To solve both issues we will use tf.summary module and tf.Session class directly.

Add learning rate to Tensorboard

First, we need to define placeholder that will receive learning rate value and then pass it to tf.summary.scalar. For now, we do not want to define more metrics so we just use apply Tensorflow operation tf.summary.merge_all to collect all defined summaries into one operation.

class TensorboardKeras(object):
  def __init__(self, model, log_dir):
      self.model = model
      self.log_dir = log_dir
      self.session = K.get_session()

      self.lr_ph = tf.placeholder(shape=(), dtype=tf.float32)
      tf.summary.scalar('lr', self.lr_ph)
      self.merged = tf.summary.merge_all()
      self.writer = tf.summary.FileWriter(self.log_dir)

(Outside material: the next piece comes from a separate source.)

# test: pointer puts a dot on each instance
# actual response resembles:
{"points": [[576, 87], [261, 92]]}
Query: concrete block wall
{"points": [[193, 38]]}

The next step is to get current value of learning rate. With Keras we can access it through Keras backend.

def _get_lr(self):
    return K.eval(self.model.optimizer.lr)

Obtaining learning rate, as shown in code above, has to be done in regular steps. Lambda callbacks allows to execute arbitrary function at certain stages of training:

  • on_epoch_begin, on_epoch_end
  • on_batch_begin, on_batch_end
  • on_trainbegin, on_train_end

For our purpose, we will utilize on_epoch_end which expects two positional arguments: epoch and logs. LambdaCallback is later fed to fit or fit_generator method as optional argument called callbacks. Notice that callbacks argument expects list as input. We could define several callback functions that will be exectuted at appropriate times.

callbacks = [LambdaCallback(on_epoch_end=lambda epoch, logs: self.tensorboard.on_epoch_end_cb(epoch, logs))]

In on_epoch_end_cb function, we will evaluate merged summaries operation and feed lr_ph placeholder with current learning rate value.

def on_epoch_end(self, epoch, logs):
  summary = self.session.run(self.merged, feed_dict={ self.lr_ph: self._get_lr() })
  self.writer.add_summary(summary, epoch)
  self.writer.flush()

Rename training and validation metrics in Tensorboard

To update remaining metrics, we have to add another metric placeholders and feed current metric values at the end of every epoch.

Below you can find full example of custom Tensorboard class that is supported by Keras.

class TensorboardKeras(object):
  def __init__(self, model, log_dir):
    self.model = model
    self.log_dir = log_dir
    self.session = K.get_session()

    self.lr_ph = tf.placeholder(shape=(), dtype=tf.float32)
    tf.summary.scalar('lr', self.lr_ph)

    self.val_loss_ph = tf.placeholder(shape=(), dtype=tf.float32)
    tf.summary.scalar('val/loss', self.val_loss_ph)

    self.val_acc_ph = tf.placeholder(shape=(), dtype=tf.float32)
    tf.summary.scalar('val/acc', self.val_acc_ph)

    self.train_loss_ph = tf.placeholder(shape=(), dtype=tf.float32)
    tf.summary.scalar('train/loss', self.train_loss_ph)

    self.train_acc_ph = tf.placeholder(shape=(), dtype=tf.float32)
    tf.summary.scalar('train/acc', self.train_acc_ph)

    self.merged = tf.summary.merge_all()
    self.writer = tf.summary.FileWriter(self.log_dir)

  def _get_lr(self):
    return K.eval(self.model.optimizer.lr)

  def on_epoch_end(self, epoch, logs):
    summary = self.session.run(self.merged,
                               feed_dict={self.lr_ph: self._get_lr(),
                                          self.val_loss_ph: logs["val_loss"],
                                          self.train_loss_ph: logs["loss"],
                                          self.val_acc_ph: logs["val_acc"],
                                          self.train_acc_ph: logs["acc"]
                                          })
    self.writer.add_summary(summary, epoch)
    self.writer.flush()

  def on_epoch_end_cb(self):
    return LambdaCallback(on_epoch_end=lambda epoch, logs:
                                       self.on_epoch_end(epoch, logs))